In deze uitspraak van de Rechtbank Zeeland-West-Brabant op 4 juli 2014, werd het beroep van eiser tegen het besluit van het UWV inzake zijn arbeidsongeschiktheid behandeld. Eiser had beroep ingesteld tegen het besluit van 27 september 2011, waarin het UWV weigerde terug te komen op eerdere beslissingen over zijn WAO-uitkering. De rechtbank constateerde dat het bestreden besluit I onvoldoende gemotiveerd was en gaf het UWV de kans om het motiveringsgebrek te herstellen. Na een tussenuitspraak op 19 maart 2013, waarin de rechtbank het UWV vroeg om een arbeidskundig onderzoek, werd er een nieuw besluit genomen op 23 mei 2013, maar ook dit besluit bleek onvoldoende gemotiveerd.
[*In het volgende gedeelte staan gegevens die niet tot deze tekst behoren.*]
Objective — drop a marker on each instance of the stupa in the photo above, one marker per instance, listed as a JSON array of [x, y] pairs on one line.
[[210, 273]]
De rechtbank oordeelde dat het UWV de gebrekkige motivering van de besluiten I en II in voldoende mate had hersteld. De rechtbank concludeerde dat het UWV het maatmanloon van eiser per eerste WAO-dag (18 februari 2002) terecht had vastgesteld op € 25,56 per uur en dat het dagloon correct was vastgesteld op het maximum dagloon van € 159,99 bruto per dag. De rechtbank verklaarde het beroep gegrond, vernietigde de bestreden besluiten, maar liet de rechtsgevolgen in stand, omdat het UWV het motiveringsgebrek had hersteld. Eiser kreeg het griffierecht vergoed en het UWV werd veroordeeld in de proceskosten van eiser tot een bedrag van € 487,-. Het verzoek om schadevergoeding werd afgewezen, omdat dit niet was geconcretiseerd.
Tegen deze uitspraak kan binnen zes weken hoger beroep worden ingesteld bij de Centrale Raad van Beroep.